Les bienfaits accordés par Dieu se matérialisent par la construction des murs de Jérusalem. C’est ainsi que le soliste concluait son air. Le même texte sert d’ouverture au chœur final. Cette fois, deux soprani, soutenues pour les dessus de violon, entendent souligner le parallèle entre la Jérusalem ancienne, celle du Psaume, et la Jérusalem céleste dont « la muraille était construite en jaspe » (Apocalypse, 21, 18). Céleste comme le grain sonore ; aérienne par la conjonction des dessus vocaux et instrumentaux. Lorsque l’humilité et la contrition auront fait leur œuvre, Dieu agréera les holocaustes, assure le duo. Aussitôt, le chœur éclate d’allégresse à la perspective de pouvoir désormais charger les autels d’imposants sacrifices. Textes et sons s’interpénètrent, se recomposent, fissionnent en libérant une énergie puissante et irradiante. Rythmes vifs et lents s’entremêlent. Mouvements ascendants et descendants se croisent. Graves et aigus entrent en confrontation. En somme, un chœur final en fusion. Brillant et munificent.

Tandis que l’effet de résonance s’éteint, la question se pose à nouveau. En fin de compte, un musicien d’opéra peut-il réussir dans l’univers singulier de la musique d’église ? Jean-Benjamin de La Borde (1734-1794) y avait répondu de façon catégorique : ceux qui excellent à l’opéra ne réussissent généralement pas dans l’écriture d’un motet. Pour preuve, « Gervais ne put jamais faire de beaux chœurs et n’entendait rien à ce qu’on appelle facture. Lully, Colasse, le grand Rameau lui-même, n’ont jamais fait que des motets médiocres, tandis que les savants Blanchard et la Lande qui ont travaillé plusieurs fois à des opéra, n’ont rien pu faire de bon en ce genre.
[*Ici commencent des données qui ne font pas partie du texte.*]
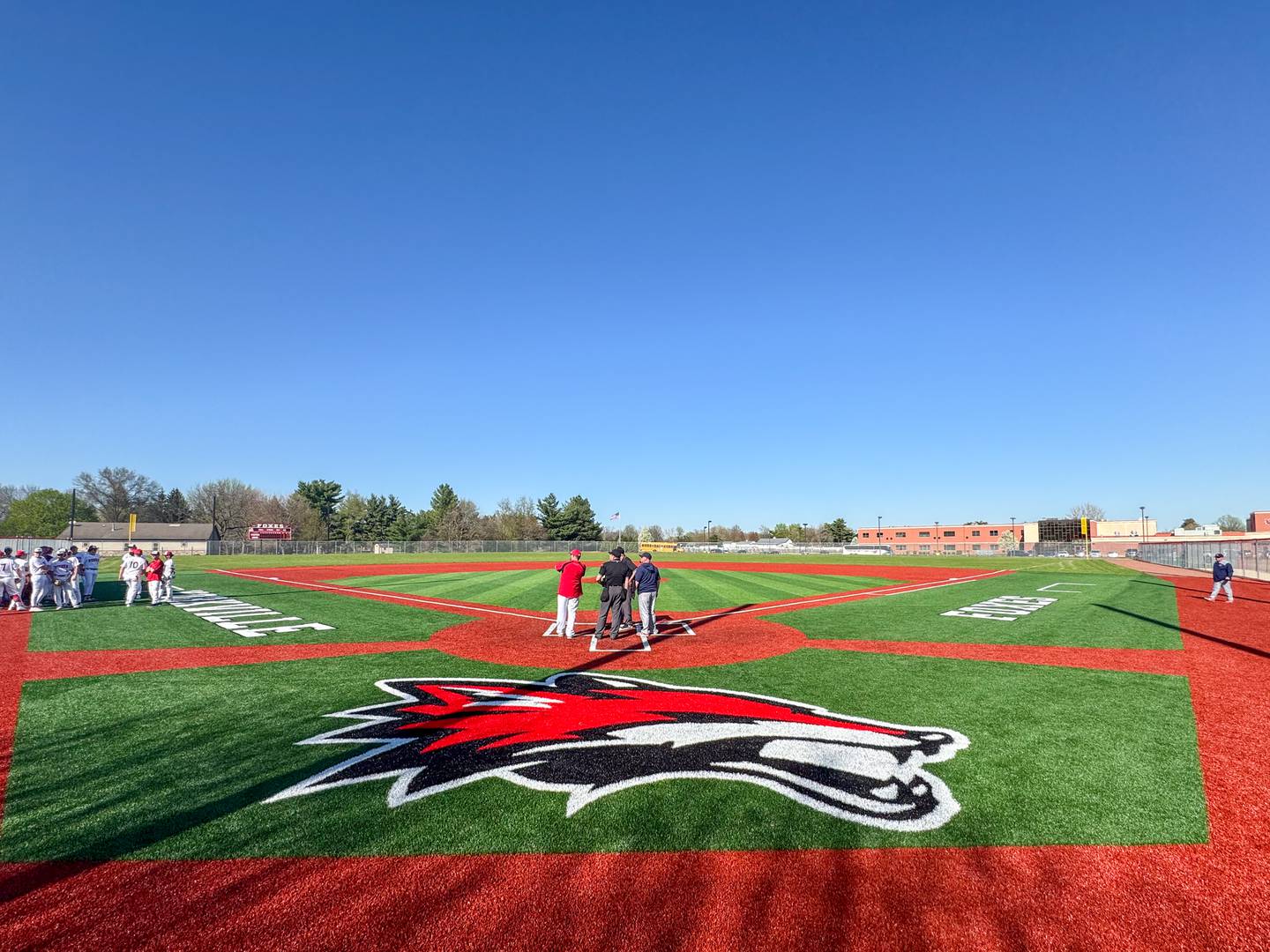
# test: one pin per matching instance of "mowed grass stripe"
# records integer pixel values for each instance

Campra est presque le seul qui ait réussi dans tous les deux » (Essai sur la musique ancienne et moderne, tome 3, 1780).

L’expérience sonore que nous a fait vivre Sylvain Sartre démontre le contraire, nous semble-t-il. Si le Magnificat de Vivaldi produit toujours les mêmes sensations jubilatoires, la musique de Gervais nous est beaucoup moins familière. Elle recèle pourtant de trésors sonores qui révèlent une écriture d’une étonnante vivacité et d’une impressionnante variété. Elle forme, en quelque sorte, une synthèse entre le caractère décomplexé de la musique de théâtre et le délicat équilibre entre suavitas (plaisir) et gravitas (raison) imposé à la musique d’église par le Concile de Trente. Bien entendu, de véritables scènes d’opéra se déploient dans les passages les plus dramatiques des Psaumes. En revanche, d’autres mouvements engagent à la méditation, à la réflexion, même à la dévotion. En résumé, une musique à la mesure d’un siècle dédié aux Lumières.


Photo du concert © Michel Boesch

Il est vrai que ces partitions sont servies par une conjonction de talents éprouvés. Le mariage de la notoriété forgée par les voix du Concert Spirituel et l’expertise reconnue des musiciens des Ombres ne pouvait produire qu’un résultat techniquement pur. Mais il dépasse le pronostic. Par l’engagement physique et technique des musiciens, les nuances et les modulations érigent l’œuvre au rang des pièces d’orfèvrerie sonores. Par la finesse des ajustements, les sons deviennent des phrases sans mots. La justesse de la diction et la sensibilité des chanteurs à l’intonation transforment les textes en images animées. La cohérence de la direction réunit ces habiletés pour forger un récit harmonieux. Un récit au service du sens. Car un motet parle à l’oreille, à l’imaginaire et à l’esprit.

A ce titre, notre double expérience, celle du concert en direct et de l’écoute séquentielle du CD, souligne à merveille la complémentarité des vecteurs de diffusion de la musique : la suavitas que l’on éprouve à l’écoute d’une musique, d’autant plus qu’elle est replacée dans son cadre d’origine ; la gravitas avec laquelle le support matériel permet d’explorer chacune des facettes de l’âme d’une composition.